Definitions Flashcards
(90 cards)
Kinetics
concerning the analysis of the forces acting on the body. (BASES)
“The study of the action of forces” Hall, 2012
“The branch of dynamics concerned with the forces that cause or tend to cause motion.” McGinnis, 2013
Kinematics:
concerning the analysis of the movements of the body. (BASES)
“The study of the description of motion including consideration of space and time.” (Hall, 2012)
“The branch of dynamics concerned with the description of motion.” (McGinnis, 2013)
A force is a push or a pull. A force accelerates or deforms (not in rigid-body mechanics) an object. Forces come in pairs: action and reaction. A force is something that can cause an object to accelerate (start, stop, speed up, slow down, or change direction). A force is known as a vector quantity (size and direction).
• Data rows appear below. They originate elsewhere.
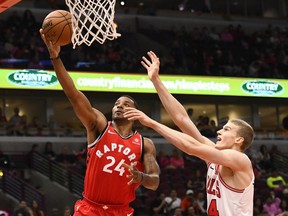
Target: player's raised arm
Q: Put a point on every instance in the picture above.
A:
(191, 146)
(150, 177)
(79, 101)
(174, 108)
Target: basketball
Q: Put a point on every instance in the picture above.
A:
(57, 27)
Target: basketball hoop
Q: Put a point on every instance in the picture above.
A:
(92, 20)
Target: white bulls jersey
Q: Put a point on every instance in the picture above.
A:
(223, 200)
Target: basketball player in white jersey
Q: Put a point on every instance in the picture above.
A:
(230, 177)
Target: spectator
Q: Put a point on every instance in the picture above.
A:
(178, 212)
(172, 201)
(176, 160)
(22, 209)
(36, 211)
(4, 161)
(163, 160)
(3, 119)
(265, 159)
(272, 206)
(284, 206)
(49, 152)
(191, 211)
(3, 213)
(275, 180)
(158, 205)
(187, 201)
(67, 211)
(14, 124)
(258, 207)
(29, 156)
(201, 203)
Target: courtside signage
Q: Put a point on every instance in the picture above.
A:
(112, 82)
(32, 78)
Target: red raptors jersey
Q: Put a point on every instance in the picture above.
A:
(223, 200)
(105, 180)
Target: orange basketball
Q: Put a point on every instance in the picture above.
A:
(57, 27)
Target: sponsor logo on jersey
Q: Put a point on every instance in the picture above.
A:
(111, 132)
(262, 87)
(136, 141)
(32, 78)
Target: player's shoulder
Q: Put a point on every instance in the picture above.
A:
(148, 141)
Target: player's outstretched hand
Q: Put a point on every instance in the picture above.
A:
(53, 49)
(135, 175)
(133, 114)
(152, 65)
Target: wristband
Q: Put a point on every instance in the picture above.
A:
(55, 58)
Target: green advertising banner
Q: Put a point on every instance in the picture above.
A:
(113, 82)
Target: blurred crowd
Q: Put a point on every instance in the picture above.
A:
(232, 51)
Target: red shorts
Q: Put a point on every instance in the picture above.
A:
(85, 208)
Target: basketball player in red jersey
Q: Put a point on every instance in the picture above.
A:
(112, 147)
(230, 178)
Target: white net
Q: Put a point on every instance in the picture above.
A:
(92, 20)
Characteristics: point of application, direction and its sense. (McGinnis, 2013)
Internal forces
forces that act within the object or system whose motion is being investigated. Internal forces are important if concerned with the nature and causes of injury, but they cannot produce any changes in the motion of the body’s centre of mass. Muscles can only produce internal forces, even though muscle forces can produce motion on the body’s limbs, but these motions will not change the motion of the body’s centre of mass unless external forces are acting on the system. (McGinnis, 2013)
External forces:
forces that act on an object as a result of its interaction with the environment surrounding it:
Non-contact forces (gravity).
Contact forces (air resistance, water resistance, ground…):
• Perpendicular component (normal reaction force): acting perpendicularly to the surface of contact
• Parallel component (friction): acting parallel to the surface of contact and opposes motion or sliding between the surfaces. (McGinnis, Chpt 1, 2013)
FRICTION
Friction arises when molecules of the surface are in contact and are interacting:
Friction force is proportional to the normal contact force and acts perpendicular to it e.g. pushing a book then adding another book on top. Adding weight (not mass!) would increase the normal contact force acting between the 2 surfaces but it would also increase the interactions of the molecules of the contacting surfaces, because they would be pushed together harder.
Friction is not affected by the size of the surface area e.g. if you stand the book on the table. The increase in the surface area increases the number of molecular interactions, but the decrease in pressure (force divided by area) decreases the magnitude of these interactions. Thus the net effect of increasing surface area is zero, and friction is unchanged.
The nature of the materials in contact affect the friction force between them e.g. placing a shoe compared to a book. The weight and mass of the objects are the same but the surface area changed. However that doesn’t affect the friction. So it is the difference in the type of material (soft and rough).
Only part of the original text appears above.